Once our son was born my partber became odd and showed signs of depression. I have stuck by her through everything. Since my sons birth she has also started suffering seperation anxiety and anxiety. She is also on record as having become suicidal. This has been incredibly taxing on me as a supporting partner.
I am not able to have my son by myself to take him places as she has gained a unwarrented fear of me taking off with him.
Its a long story but recently i found evidence that she was planning to take him away for an extended period of time without my knowledge.
She had the police called on her for shouting and screaming out the front of my friends house. She also started becoming violent towards me. She came home one day to grab some of her stuff and i rung the police and told her i wanted her to have a police escort. (Due to me being male and not wanting to be along with an unprodictable women).
When the police came she came in to grab her stuff and she gave me my son. Whilst i had him i informed the police officer that i did not intend to let her leave with him due to her mental ztate and the fact i had suspicions she was dissapearing.
They said i was in my legal right to do so.
When i informed her of my intentions she said i couldnt do that. The police said i could. She became agressive and to cut a long story short the police issued her an AVO and escorted her from the property
Now this was not how i wanted things to go. I only intended her to not leave until i could understand what her plans where with my son and where she ended up going. It all blew up.
I had my son (who is 7 months) and she went to the family court and a recovery order was issued to me to return my son to her (via police) which i complied with.

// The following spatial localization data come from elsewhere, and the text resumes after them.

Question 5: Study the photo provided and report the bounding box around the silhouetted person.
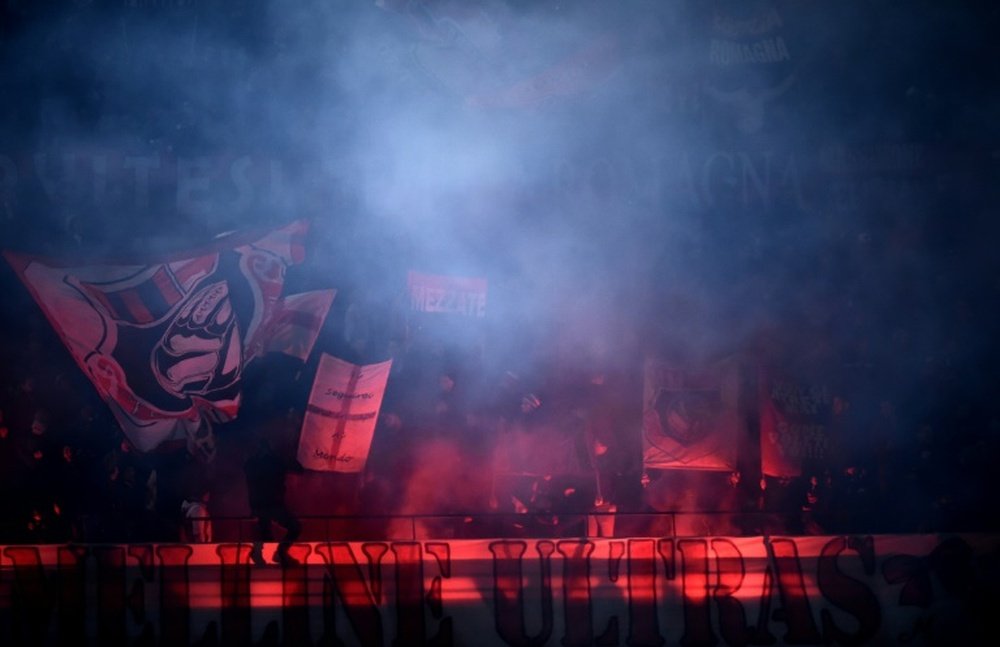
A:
[181,489,212,543]
[21,411,59,526]
[53,444,85,540]
[8,376,38,435]
[0,409,19,540]
[244,438,301,566]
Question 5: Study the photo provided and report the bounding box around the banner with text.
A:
[0,534,996,646]
[407,270,487,318]
[298,354,391,473]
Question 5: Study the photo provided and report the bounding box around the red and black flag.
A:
[4,221,332,454]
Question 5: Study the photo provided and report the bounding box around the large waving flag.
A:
[642,356,742,471]
[4,221,331,454]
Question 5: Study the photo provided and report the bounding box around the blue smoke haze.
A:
[0,0,997,447]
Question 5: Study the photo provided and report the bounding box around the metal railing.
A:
[1,511,808,544]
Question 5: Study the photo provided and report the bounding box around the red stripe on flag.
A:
[152,267,183,307]
[119,289,154,325]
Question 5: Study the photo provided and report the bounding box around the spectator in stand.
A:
[91,455,126,541]
[758,474,804,535]
[97,435,155,540]
[0,408,18,538]
[74,403,116,457]
[181,490,213,543]
[20,411,59,526]
[113,436,144,480]
[710,470,753,536]
[898,422,947,532]
[119,465,149,540]
[25,506,57,543]
[587,433,618,537]
[8,376,38,435]
[870,399,897,507]
[52,444,85,540]
[840,463,875,532]
[581,369,636,537]
[825,395,855,470]
[800,473,833,535]
[0,407,10,443]
[433,369,466,436]
[490,387,543,515]
[244,438,302,566]
[20,410,56,468]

I am new to all this and have no dealings with any courts. She would not serve me the affidavit which i need to respond.

A week later we got in contact and she heard my side. She understood why i had these suspicions as the evidence was compelling but explainable.
We agreed to go on a holiday with my son to see if we could make amends. The day we left a note was left on my door to collect the affidavit. I put it on my bench for my returning.
The holiday did not go well and we have seperated. When i got home the note for the affidavit was gone. She was the only one to access it.
I feel the trip was used to delay me responding to the court order. (She works for DHS and has lots of history with family law courts with our step daughter and previous partner).
She still upon request will not serve me the affidavit or give me her lawyers contact details.
I have no way of responding to the court order and the hearing is in 10 days.

I am a australian submariner with the highest security clearence. I have no criminal records and no Avos have ever been issued against me. I have no drug or alcohol related issues.
My question is. What will happen in court. She has hindered me from responding and i have next to no idea what im doing and conpletely nieve to whats happening.
I intend representing myself and keep only to the facts of what led to the recovery order being issued. I also do not intend charactor assassinating my partner. I simply want 2 days out of 14 days access as i understand my 8 month old needs his mother. And that its unrealistic given my jobto expect more at this point in time.
I have no vindictivness but i think she may become that way.

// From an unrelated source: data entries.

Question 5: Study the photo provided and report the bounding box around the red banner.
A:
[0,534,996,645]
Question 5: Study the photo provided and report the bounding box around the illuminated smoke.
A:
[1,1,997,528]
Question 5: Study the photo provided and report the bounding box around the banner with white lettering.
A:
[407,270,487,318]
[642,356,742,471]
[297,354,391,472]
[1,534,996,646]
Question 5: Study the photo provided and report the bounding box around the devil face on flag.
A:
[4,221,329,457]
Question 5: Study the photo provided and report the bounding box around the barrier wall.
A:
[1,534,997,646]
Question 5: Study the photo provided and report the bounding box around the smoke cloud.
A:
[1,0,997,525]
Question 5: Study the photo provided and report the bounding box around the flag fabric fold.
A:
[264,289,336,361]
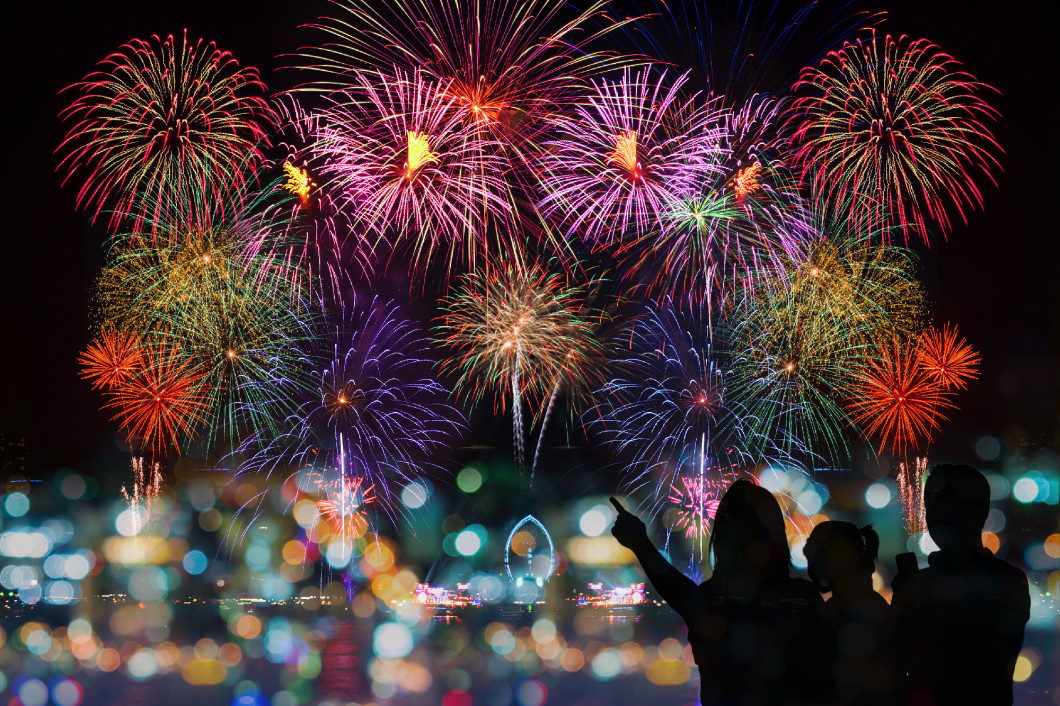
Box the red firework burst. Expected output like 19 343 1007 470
669 475 728 541
107 348 210 454
79 327 143 390
916 323 980 390
316 475 375 538
848 337 954 456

Any advice is appreciated.
 

Rousey

Member
12 June 2017
2
0
1
I also specifically need to know if she is doing the wong thing by not giving me any contact details of her lawyer. No giving me the affidavit. I have suspicions she took the note left to contact me in regards to the affidavit to further hinder me, but i cant prove that. I know exactly where i put it!

I was also told i was supposed to ebe served the affidavit when the police arrived with the court order. I was not.

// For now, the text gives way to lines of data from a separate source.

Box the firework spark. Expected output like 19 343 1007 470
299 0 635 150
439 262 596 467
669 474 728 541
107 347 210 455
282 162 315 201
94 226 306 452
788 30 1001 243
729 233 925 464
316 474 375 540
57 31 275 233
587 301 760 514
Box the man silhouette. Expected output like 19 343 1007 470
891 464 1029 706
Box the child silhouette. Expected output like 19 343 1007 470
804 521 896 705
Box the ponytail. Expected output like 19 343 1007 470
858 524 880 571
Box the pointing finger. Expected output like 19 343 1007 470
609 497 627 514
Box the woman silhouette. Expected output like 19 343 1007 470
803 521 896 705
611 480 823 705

How can i fight in court when i dont even know what i am fighting against
 

Robot12

Active Member
23 May 2017
13
0
36
Firstly, don't stress about court. Easy to say I know, but when you are in court the judge will likely order things that must happen and dates by which they must happen. If you follow the directions given to you and comply as required you will be fine.

On a side note: do you have access to the comport? If so you might find you can download the affidavit and any other relevant papers there. There is a live chat ability on the portal page which can help you with this.